I woke up, and I was simply me. Good old life just kept moving on.
The realization that I wasn’t gonna die because I didn’t have a man sort of put things into perspective. So I made a choice. I could be single and be HAPPY about it. I’m looking forward to this new life as an adventure- something that’s exciting and filled with possibilities that ME, MYSELF and I, can experience.
Thanks to my new phase of self-discovery, I’ll share with you 5 reasons I actually want to be single.
Also, thank you SO much to those anonymous readers who sent in your personal experience with me! It truly gave me valuable insight into writing this post.
I don’t have to care about any one else’s opinions. I can literally do absolutely anything that I want to do, without caring about what my significant other (SO) has to say. New tattoo? Yes. Shave off my hair? If I feel like it. Hop on a plane and GTFO? Tomorrow sounds good. Become a Jew? See you for Hanukkah!
I only have to answer to MYSELF. Sure, it sounds selfish but I want to be selfish. I want to live on my own beat.
I refuse to let my life and my choices be dictated by any man.
I have learned the hard way that you could be the perfect girlfriend and a good woman to your man, and do every. single. thing. right in a relationship, and yet, a guy could still treat you like shit.
Here’s what I mean.
Years ago, I wanted a new tattoo but my Cheating Ex didn’t really fancy the idea, so I didn’t bother.

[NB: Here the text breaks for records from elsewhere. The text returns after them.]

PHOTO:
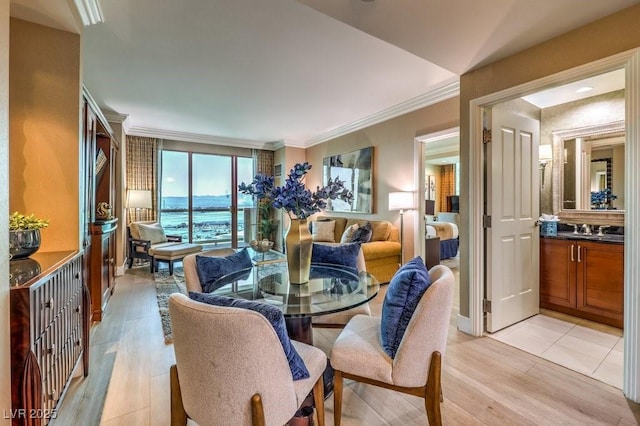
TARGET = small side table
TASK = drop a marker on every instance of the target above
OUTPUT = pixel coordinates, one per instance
(432, 251)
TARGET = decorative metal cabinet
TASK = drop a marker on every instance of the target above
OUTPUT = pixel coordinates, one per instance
(49, 332)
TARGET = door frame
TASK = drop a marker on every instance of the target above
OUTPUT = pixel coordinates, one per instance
(474, 325)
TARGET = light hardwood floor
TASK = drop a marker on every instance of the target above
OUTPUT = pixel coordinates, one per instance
(485, 382)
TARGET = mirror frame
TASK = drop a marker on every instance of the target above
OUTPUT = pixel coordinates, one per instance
(594, 217)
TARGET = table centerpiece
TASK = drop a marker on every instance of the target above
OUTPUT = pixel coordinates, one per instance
(299, 203)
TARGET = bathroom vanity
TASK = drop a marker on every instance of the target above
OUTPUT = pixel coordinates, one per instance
(583, 276)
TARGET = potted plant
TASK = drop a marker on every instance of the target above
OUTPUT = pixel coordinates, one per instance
(24, 234)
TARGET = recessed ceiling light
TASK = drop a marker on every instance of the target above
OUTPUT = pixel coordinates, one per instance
(584, 89)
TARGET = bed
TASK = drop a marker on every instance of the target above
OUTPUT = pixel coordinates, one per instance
(446, 228)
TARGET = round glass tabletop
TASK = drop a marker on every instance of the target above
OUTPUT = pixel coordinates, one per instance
(330, 289)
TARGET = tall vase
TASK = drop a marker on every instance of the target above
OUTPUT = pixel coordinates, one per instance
(298, 245)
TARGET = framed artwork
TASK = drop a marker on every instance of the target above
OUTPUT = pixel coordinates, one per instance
(431, 188)
(355, 169)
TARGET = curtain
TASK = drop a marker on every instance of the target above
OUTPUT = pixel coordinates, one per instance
(142, 174)
(447, 184)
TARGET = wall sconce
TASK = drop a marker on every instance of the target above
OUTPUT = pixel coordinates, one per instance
(401, 201)
(545, 154)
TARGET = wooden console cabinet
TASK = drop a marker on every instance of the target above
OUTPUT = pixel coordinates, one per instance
(102, 265)
(99, 238)
(583, 278)
(49, 332)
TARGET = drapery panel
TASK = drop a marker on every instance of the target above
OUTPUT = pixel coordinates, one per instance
(142, 174)
(447, 184)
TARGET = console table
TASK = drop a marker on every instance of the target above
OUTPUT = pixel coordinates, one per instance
(49, 332)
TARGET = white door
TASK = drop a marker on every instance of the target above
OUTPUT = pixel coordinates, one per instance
(513, 183)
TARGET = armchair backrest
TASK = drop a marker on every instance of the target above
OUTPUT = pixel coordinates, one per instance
(224, 356)
(427, 330)
(134, 231)
(191, 279)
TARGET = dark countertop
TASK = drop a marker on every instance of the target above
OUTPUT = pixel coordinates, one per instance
(25, 272)
(606, 238)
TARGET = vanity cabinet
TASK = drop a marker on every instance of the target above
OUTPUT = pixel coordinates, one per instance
(583, 278)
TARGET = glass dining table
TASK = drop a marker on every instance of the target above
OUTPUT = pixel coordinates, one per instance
(331, 288)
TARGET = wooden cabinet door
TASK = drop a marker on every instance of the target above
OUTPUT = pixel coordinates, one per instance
(600, 288)
(557, 273)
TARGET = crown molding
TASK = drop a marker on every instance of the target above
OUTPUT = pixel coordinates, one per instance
(90, 11)
(200, 138)
(114, 117)
(440, 94)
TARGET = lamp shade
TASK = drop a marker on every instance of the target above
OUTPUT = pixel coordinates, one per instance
(401, 200)
(138, 199)
(545, 153)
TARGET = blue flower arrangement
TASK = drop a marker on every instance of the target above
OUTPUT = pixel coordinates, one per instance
(599, 198)
(294, 198)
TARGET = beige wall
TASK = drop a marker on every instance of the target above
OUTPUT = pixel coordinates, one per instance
(606, 37)
(394, 161)
(5, 355)
(44, 129)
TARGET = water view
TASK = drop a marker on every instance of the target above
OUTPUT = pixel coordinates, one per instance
(211, 218)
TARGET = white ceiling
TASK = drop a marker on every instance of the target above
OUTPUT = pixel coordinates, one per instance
(249, 72)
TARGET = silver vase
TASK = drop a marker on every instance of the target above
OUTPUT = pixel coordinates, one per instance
(23, 243)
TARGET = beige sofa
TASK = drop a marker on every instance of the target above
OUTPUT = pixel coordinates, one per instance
(382, 255)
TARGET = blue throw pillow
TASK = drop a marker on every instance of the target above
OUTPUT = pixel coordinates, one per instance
(345, 255)
(211, 268)
(273, 315)
(403, 295)
(362, 234)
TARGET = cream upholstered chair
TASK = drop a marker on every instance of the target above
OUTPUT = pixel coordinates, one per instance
(358, 355)
(231, 368)
(340, 319)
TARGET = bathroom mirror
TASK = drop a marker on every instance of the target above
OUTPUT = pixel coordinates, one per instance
(588, 169)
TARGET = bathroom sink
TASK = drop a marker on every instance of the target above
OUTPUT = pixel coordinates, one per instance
(608, 238)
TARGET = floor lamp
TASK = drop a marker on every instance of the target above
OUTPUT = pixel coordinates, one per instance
(401, 201)
(138, 199)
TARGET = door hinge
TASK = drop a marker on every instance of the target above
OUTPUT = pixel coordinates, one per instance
(486, 221)
(486, 136)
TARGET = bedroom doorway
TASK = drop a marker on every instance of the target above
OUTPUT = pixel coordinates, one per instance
(439, 181)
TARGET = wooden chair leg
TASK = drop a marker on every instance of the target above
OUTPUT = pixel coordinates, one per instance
(337, 397)
(318, 399)
(178, 415)
(257, 411)
(434, 390)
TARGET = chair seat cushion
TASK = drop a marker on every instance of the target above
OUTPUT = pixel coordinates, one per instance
(211, 268)
(273, 315)
(152, 232)
(405, 291)
(357, 350)
(169, 251)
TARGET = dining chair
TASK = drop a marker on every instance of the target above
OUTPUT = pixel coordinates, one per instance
(231, 368)
(340, 319)
(191, 278)
(358, 354)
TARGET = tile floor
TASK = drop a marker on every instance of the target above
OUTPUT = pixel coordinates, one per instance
(590, 348)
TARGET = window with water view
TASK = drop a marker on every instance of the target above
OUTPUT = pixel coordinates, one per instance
(199, 194)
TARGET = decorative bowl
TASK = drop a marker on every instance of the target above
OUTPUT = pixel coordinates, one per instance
(262, 246)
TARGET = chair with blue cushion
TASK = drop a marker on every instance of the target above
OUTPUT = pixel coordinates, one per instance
(409, 361)
(231, 368)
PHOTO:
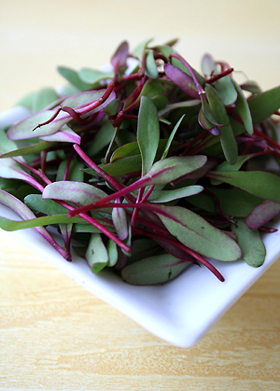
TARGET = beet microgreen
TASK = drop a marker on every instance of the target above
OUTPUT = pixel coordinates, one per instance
(149, 165)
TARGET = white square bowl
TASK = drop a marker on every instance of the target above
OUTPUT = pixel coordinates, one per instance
(181, 311)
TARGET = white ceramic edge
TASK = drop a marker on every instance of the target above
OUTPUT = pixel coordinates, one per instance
(180, 312)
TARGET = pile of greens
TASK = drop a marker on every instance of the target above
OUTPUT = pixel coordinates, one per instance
(148, 167)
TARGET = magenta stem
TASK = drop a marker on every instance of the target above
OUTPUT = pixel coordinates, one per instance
(190, 69)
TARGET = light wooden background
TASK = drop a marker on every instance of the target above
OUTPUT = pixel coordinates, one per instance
(53, 334)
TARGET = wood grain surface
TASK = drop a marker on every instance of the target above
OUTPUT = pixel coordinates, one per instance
(54, 335)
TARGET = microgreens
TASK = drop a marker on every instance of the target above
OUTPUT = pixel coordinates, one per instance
(149, 166)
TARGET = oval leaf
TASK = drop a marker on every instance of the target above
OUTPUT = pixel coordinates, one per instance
(196, 233)
(153, 270)
(253, 250)
(147, 132)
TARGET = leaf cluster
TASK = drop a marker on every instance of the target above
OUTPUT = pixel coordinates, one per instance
(148, 167)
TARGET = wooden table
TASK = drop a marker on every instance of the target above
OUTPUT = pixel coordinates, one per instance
(53, 334)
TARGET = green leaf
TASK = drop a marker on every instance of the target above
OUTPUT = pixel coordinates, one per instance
(73, 78)
(143, 248)
(225, 166)
(6, 145)
(123, 166)
(47, 207)
(264, 105)
(153, 270)
(262, 214)
(226, 90)
(32, 149)
(162, 196)
(112, 253)
(261, 184)
(196, 233)
(243, 109)
(171, 137)
(147, 133)
(102, 138)
(13, 225)
(251, 86)
(208, 65)
(120, 222)
(119, 58)
(179, 105)
(43, 98)
(75, 172)
(227, 138)
(253, 250)
(96, 254)
(77, 192)
(233, 202)
(151, 67)
(139, 50)
(169, 169)
(25, 128)
(94, 76)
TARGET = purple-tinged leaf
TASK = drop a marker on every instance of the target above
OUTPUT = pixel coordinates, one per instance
(175, 251)
(196, 233)
(226, 90)
(120, 56)
(262, 214)
(167, 170)
(153, 270)
(9, 168)
(64, 136)
(182, 80)
(76, 192)
(25, 213)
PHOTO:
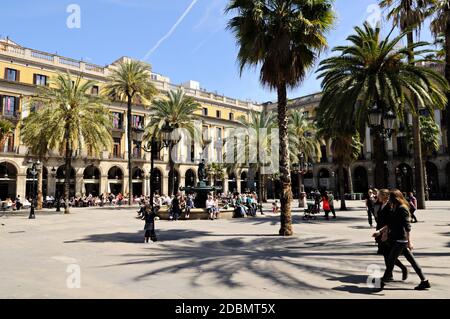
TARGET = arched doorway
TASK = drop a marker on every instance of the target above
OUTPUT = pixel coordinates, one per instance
(404, 178)
(174, 182)
(91, 180)
(244, 182)
(360, 180)
(295, 184)
(60, 178)
(115, 180)
(324, 179)
(8, 181)
(156, 181)
(189, 178)
(31, 178)
(432, 180)
(138, 181)
(232, 184)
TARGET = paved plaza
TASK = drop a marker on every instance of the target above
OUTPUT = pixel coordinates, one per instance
(239, 258)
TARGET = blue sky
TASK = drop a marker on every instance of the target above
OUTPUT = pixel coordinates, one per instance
(182, 39)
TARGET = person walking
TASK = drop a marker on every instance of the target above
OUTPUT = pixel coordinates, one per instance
(412, 201)
(398, 230)
(384, 246)
(370, 205)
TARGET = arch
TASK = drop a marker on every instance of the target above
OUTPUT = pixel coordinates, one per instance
(432, 180)
(60, 178)
(91, 180)
(244, 181)
(174, 182)
(91, 172)
(30, 179)
(156, 181)
(138, 176)
(324, 179)
(8, 180)
(360, 180)
(189, 178)
(404, 177)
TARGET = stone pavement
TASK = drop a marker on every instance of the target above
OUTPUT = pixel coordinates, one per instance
(239, 258)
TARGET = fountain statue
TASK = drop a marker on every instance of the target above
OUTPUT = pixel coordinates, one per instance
(201, 190)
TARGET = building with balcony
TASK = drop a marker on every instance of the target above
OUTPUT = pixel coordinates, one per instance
(23, 70)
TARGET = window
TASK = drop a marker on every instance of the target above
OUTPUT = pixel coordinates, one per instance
(9, 105)
(117, 120)
(117, 148)
(137, 122)
(95, 90)
(11, 75)
(40, 79)
(8, 145)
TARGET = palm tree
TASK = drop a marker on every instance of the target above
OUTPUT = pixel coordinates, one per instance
(284, 38)
(259, 126)
(176, 110)
(303, 140)
(6, 129)
(409, 15)
(373, 72)
(130, 82)
(69, 116)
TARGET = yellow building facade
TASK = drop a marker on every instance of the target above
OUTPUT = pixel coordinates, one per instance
(23, 70)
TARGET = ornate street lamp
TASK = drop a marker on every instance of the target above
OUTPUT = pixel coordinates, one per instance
(34, 167)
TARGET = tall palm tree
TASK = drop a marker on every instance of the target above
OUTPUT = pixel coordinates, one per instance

I put his opinion before mine. Had I gotten the tattoo, I would have still had it as MY decision and something I wanted to do, with or without him.
So why the eff would I want to hold myself back from doing the things that I want to do because of the opinions of a SO? At the end of the day, that tattoo, that travel experience, that haircut or whatever the hell I want to do, would be MINE, with or without a guy.

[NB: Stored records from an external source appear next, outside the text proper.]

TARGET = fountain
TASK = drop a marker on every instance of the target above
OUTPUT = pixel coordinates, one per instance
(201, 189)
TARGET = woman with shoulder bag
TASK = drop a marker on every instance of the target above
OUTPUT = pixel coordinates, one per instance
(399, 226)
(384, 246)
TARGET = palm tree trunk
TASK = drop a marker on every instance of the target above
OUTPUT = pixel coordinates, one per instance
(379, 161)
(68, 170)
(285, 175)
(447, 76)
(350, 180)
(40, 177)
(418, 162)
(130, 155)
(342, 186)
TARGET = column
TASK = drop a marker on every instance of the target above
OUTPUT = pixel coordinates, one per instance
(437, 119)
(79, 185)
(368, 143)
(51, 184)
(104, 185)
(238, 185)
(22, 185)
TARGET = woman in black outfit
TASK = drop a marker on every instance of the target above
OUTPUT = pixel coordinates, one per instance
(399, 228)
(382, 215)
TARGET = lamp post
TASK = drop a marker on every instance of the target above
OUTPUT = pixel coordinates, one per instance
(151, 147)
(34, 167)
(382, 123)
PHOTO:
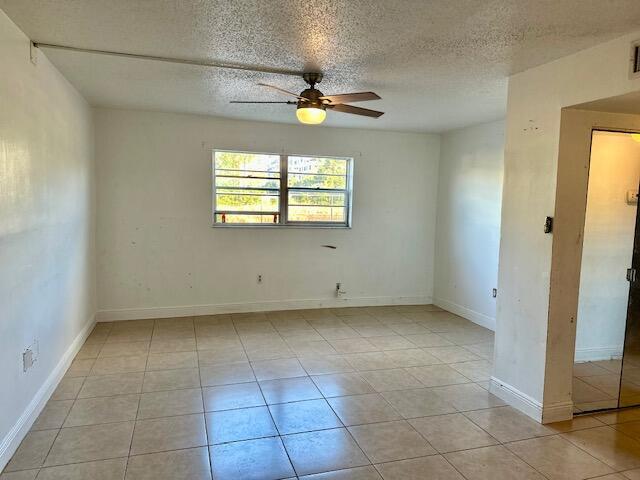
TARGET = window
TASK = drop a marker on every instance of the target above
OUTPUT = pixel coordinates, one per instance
(281, 190)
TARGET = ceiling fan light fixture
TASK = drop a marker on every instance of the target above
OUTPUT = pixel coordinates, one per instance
(311, 114)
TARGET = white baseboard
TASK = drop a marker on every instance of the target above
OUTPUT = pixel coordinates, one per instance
(11, 441)
(213, 309)
(599, 353)
(530, 406)
(471, 315)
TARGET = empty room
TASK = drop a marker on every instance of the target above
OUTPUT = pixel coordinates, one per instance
(319, 240)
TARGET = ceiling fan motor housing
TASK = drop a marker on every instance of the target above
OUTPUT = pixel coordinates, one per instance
(311, 99)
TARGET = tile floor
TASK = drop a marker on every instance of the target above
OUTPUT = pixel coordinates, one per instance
(361, 393)
(596, 384)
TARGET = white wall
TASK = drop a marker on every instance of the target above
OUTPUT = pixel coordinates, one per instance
(526, 347)
(158, 254)
(468, 225)
(47, 279)
(607, 247)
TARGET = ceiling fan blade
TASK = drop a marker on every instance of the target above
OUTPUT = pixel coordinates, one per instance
(351, 97)
(259, 101)
(340, 107)
(282, 90)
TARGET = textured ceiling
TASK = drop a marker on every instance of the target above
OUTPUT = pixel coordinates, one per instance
(437, 64)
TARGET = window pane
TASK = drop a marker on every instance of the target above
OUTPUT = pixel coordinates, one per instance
(254, 183)
(316, 214)
(250, 202)
(312, 172)
(240, 218)
(336, 199)
(254, 162)
(309, 165)
(299, 180)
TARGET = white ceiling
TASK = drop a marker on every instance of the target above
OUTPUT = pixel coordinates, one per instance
(437, 64)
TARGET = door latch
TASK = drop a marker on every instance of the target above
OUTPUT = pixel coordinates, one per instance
(631, 274)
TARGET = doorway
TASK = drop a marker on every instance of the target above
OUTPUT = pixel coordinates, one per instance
(606, 372)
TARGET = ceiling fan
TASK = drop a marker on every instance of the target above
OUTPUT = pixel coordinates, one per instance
(312, 104)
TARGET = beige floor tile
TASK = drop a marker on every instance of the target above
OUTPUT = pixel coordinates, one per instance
(168, 433)
(32, 451)
(171, 379)
(222, 356)
(113, 365)
(371, 330)
(558, 459)
(101, 470)
(341, 384)
(622, 416)
(632, 429)
(412, 357)
(192, 464)
(357, 473)
(428, 340)
(269, 352)
(437, 375)
(311, 348)
(80, 368)
(353, 345)
(124, 349)
(577, 423)
(587, 369)
(584, 393)
(323, 451)
(426, 468)
(368, 361)
(477, 370)
(53, 415)
(389, 441)
(68, 388)
(419, 402)
(410, 328)
(89, 443)
(118, 384)
(453, 354)
(226, 374)
(491, 463)
(361, 409)
(304, 416)
(284, 390)
(91, 411)
(168, 345)
(228, 397)
(338, 333)
(392, 342)
(89, 350)
(213, 343)
(325, 364)
(170, 402)
(282, 368)
(241, 424)
(261, 459)
(609, 446)
(21, 475)
(449, 433)
(484, 350)
(468, 396)
(172, 360)
(507, 424)
(393, 379)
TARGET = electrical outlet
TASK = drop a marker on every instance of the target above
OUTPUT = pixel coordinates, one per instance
(28, 359)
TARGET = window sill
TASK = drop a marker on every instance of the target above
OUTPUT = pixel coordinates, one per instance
(286, 227)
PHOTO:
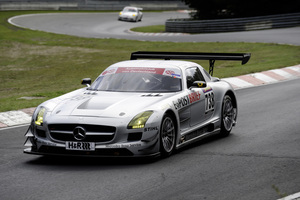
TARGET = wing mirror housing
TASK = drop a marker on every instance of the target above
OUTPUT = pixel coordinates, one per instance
(199, 84)
(86, 81)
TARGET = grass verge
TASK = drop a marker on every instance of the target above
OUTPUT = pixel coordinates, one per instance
(45, 65)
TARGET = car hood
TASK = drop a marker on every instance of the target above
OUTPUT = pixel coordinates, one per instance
(106, 104)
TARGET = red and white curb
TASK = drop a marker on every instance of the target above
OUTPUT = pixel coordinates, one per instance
(156, 34)
(266, 77)
(16, 117)
(23, 117)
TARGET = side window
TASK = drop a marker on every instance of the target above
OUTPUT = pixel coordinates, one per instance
(207, 74)
(193, 74)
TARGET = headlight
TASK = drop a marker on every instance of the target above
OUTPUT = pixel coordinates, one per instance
(40, 117)
(140, 120)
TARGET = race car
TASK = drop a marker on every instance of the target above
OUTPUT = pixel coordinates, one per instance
(150, 105)
(131, 14)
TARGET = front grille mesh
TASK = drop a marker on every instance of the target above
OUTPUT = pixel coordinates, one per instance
(94, 133)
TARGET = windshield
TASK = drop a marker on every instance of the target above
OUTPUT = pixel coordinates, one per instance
(129, 10)
(154, 80)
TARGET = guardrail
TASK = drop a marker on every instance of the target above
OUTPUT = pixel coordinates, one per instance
(236, 24)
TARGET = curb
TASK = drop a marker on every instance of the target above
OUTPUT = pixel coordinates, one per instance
(23, 116)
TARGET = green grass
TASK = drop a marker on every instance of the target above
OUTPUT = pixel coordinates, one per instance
(39, 64)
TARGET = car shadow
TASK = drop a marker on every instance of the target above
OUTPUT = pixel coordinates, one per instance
(115, 161)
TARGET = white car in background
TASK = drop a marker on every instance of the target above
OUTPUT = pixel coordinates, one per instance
(131, 14)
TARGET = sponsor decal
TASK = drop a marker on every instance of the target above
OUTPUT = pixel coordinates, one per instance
(207, 89)
(148, 70)
(122, 145)
(186, 100)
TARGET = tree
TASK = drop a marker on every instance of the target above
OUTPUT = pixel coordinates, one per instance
(216, 9)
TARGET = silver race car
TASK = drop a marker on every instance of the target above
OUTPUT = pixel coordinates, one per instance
(148, 106)
(131, 14)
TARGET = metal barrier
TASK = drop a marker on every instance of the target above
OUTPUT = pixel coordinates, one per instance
(235, 24)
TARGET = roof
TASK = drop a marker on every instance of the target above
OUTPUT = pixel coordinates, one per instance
(156, 64)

2. Emotionally unavailable
It’s just too much to care and I’m simply not in a place to connect on that emotional level with anyone. I don’t want to be emotionally vulnerable to anyone and I think it’s because this year, I think I’ve seen it all when it comes to guys.

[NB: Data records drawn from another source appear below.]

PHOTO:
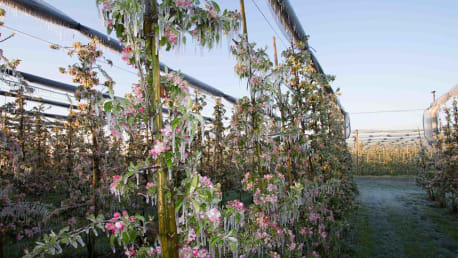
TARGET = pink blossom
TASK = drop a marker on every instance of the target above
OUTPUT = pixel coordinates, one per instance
(167, 130)
(115, 183)
(130, 252)
(119, 225)
(127, 54)
(108, 226)
(213, 215)
(106, 4)
(159, 148)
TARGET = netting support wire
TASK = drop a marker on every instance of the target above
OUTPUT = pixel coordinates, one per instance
(51, 14)
(63, 87)
(285, 13)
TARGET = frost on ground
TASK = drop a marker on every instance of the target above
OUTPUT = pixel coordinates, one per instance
(396, 220)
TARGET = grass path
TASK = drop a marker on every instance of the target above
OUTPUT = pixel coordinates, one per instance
(395, 220)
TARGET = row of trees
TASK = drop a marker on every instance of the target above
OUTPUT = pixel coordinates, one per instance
(283, 152)
(386, 159)
(438, 173)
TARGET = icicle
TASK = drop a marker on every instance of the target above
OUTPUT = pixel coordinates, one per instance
(173, 141)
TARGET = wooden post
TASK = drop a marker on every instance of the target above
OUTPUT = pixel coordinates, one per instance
(242, 11)
(165, 204)
(275, 53)
(357, 151)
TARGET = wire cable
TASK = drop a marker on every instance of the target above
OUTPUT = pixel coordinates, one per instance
(270, 25)
(387, 111)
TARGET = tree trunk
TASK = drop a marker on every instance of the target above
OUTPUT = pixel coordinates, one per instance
(165, 205)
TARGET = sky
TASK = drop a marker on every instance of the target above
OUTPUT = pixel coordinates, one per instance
(386, 55)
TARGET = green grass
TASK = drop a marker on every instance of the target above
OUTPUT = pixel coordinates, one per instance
(361, 240)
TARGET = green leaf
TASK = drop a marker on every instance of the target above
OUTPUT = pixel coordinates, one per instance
(108, 106)
(196, 206)
(194, 183)
(132, 235)
(216, 6)
(169, 157)
(175, 123)
(179, 204)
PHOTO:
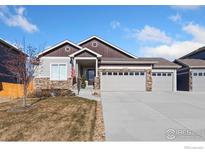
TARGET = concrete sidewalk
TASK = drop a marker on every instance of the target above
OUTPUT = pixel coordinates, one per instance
(154, 116)
(2, 100)
(87, 93)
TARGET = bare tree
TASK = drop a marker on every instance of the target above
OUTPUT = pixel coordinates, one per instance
(22, 66)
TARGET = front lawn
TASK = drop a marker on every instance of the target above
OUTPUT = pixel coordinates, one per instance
(51, 119)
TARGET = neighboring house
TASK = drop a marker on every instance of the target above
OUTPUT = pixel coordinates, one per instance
(191, 76)
(105, 66)
(9, 84)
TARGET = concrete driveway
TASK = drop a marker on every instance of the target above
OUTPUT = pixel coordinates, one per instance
(152, 116)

In addition to my Cheating Ex who whored his way through 7 years while pretending to be a holier than thou Jesus loving Christian, I’ve heard about The Abusive Doctor, The Invisible Dog Guy (who lies about having a dog??), The Cheating Fiancé, and a god-awful amount of Tinder dates gone wrong.
Yea no. I can’t even deal. Honestly, dating sounds like a grisly horror story and being single feels like I’m floating on a cloud of blissful emotional unavailability.
The thought of investing time and emotion into the kinds of guys out there these days, is something I rather not do. I’ve cried my way through the most part of 2017 and heard WAY too many WTF stories from other babes, that I’ll gratefully cry over a movie than a guy any day, thank you very much.
3. Less stressful
Not being in a relationship is beyond stress-free. I don’t have to worry about blue ticks with no replies, time stamps, answering my phone if I don’t want too, telling someone my every move or knowing about theirs, or the shitload of “responsibility” that comes from being in a relationship.
It was so refreshing to travel these last few months without wondering if a guy was throwing his dick out to the masses while I wasn’t there. Been there, done that & so over it.
Now, in this new world of singledom, let me just say that my stress level and anxiety has drastically reduced. I feel so much more at peace with myself because I don’t have to worry or have panic attacks wondering what the other person is doing.
4. Discover yourself
Right now, I love finding out what I like, as an individual. I’ve gotten into wearing long thick eyelashes (might be a phase but most likely not) and long nails (kinda obsessed really), lifting weights, graphic design and sooo much more. I love using social media and sharing my experiences with my readers & viewers. I love picking myself up and traveling- always have always will.
I learnt that I won’t give into negative people or comments, I am unphased by haters because I realized their opinions are irrelevant and they have some insecurity in their lives that make them miserable. I won’t accept disrespect from any guy. I refuse to be with someone who can’t accept those things, or accept me.
There’s just so much I’m realizing about myself, my standards & my beliefs. I’m liking new things and figuring out my life one day at a time. I’ve got nothing or no one holding me back and that my dear reader, is a truly remarkable feeling.
5. Realize you CAN do it all
I thought I would never be able to attend a launch event without a guy to be there with me as my plus one. But I did and I felt something in me that I can’t explain. I did this myself, without anyone else.
I thought I always needed a guy to be there at the airport when I landed. But for the first time in 7 years, after 10 hours of traveling, I hauled my suitcases into the car by myself, and drove myself home. And there it was again, that feeling. That I can do this. All of it. By myself.
I don’t need a guy to believe in me and my dreams. Sure it would be nice and I won’t lie, it was nice when it happened.
But I don’t need it. I can do it myself. I have been so blessed and humbled by all the amazing opportunities that I have had in my life so far, and it was because I did it on my own. No guy helped me when I created my blog, or learnt to code after nights of crying when one character was wrong, my graphic design, my video and editing, and so much more- was all me. I never relied on a guy in my life before, so why should I think that I can’t do it now that I am single.
Presently, I feel an amazing sense of possibility. I’m excited to see what I can accomplish being truly alone. And I’m even more excited for that feeling, when I am successful.
These are my feelings now and maybe one day, they will change if someone truly remarkable comes along.
I hope you enjoy this post! My blog is my personal space and as I grow and change, so does it.